Your expertise in HPC technologies, data center design principles, and emerging trends will be instrumental in driving innovation and optimizing performance within the data center/private cloud environment as well as possible integration into the public cloud (such as AWS or Azure).
Key Responsibilities:- Data Center Architecture Design: Develop and refine data center architecture blueprints and guidelines, considering performance, scalability, security, and efficiency aspects. Design and implement solutions for compute, storage, networking, and cooling infrastructure that align with HPC requirements.
- HPC Infrastructure Optimization: Continuously evaluate and enhance the data center infrastructure to maximize HPC performance and resource utilization. Identify and address potential bottlenecks and performance gaps, employing industry best practices and cutting-edge technologies.

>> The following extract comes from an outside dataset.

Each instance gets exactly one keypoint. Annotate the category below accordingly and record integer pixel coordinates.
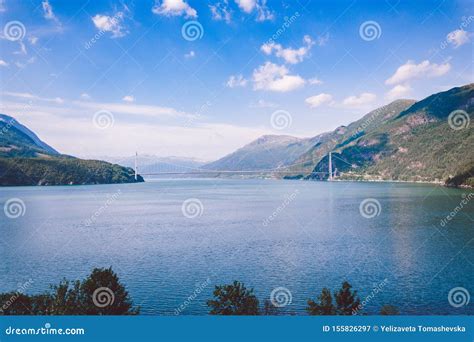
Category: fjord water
(299, 235)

- System Integration and Deployment: Collaborate with system administrators and engineers to ensure seamless integration and deployment of HPC systems within the data center. Oversee hardware and software installation, configuration, and testing activities.
- Research and Evaluation: Stay up to date with emerging HPC technologies, tools, and methodologies. Conduct research and feasibility studies on new hardware and software solutions to enhance capabilities and align to new incoming customer use cases. Evaluate vendor offerings and provide recommendations for procurement.
- Performance Monitoring and Troubleshooting: Monitor and analyze performance metrics to identify issues and implement necessary optimizations. Troubleshoot complex system problems, working closely with technical teams to ensure efficient resolution and minimal impact on operations.
- Security and Compliance: Collaborate with security teams to design and implement robust security measures within the data center infrastructure. Ensure compliance with relevant industry standards and regulations, such as HIPAA or GDPR, in data handling and storage.
- Documentation and Reporting: Create comprehensive technical documentation, including architectural diagrams, standard operating procedures, and configuration guidelines. Prepare regular reports on data center performance, capacity planning, and future infrastructure requirements.
- Team Collaboration and Leadership: Collaborate effectively with cross-functional teams, fostering a culture of knowledge sharing and innovation. Provide technical leadership and mentorship to junior team members, guiding them in adopting best practices and enhancing their skill sets.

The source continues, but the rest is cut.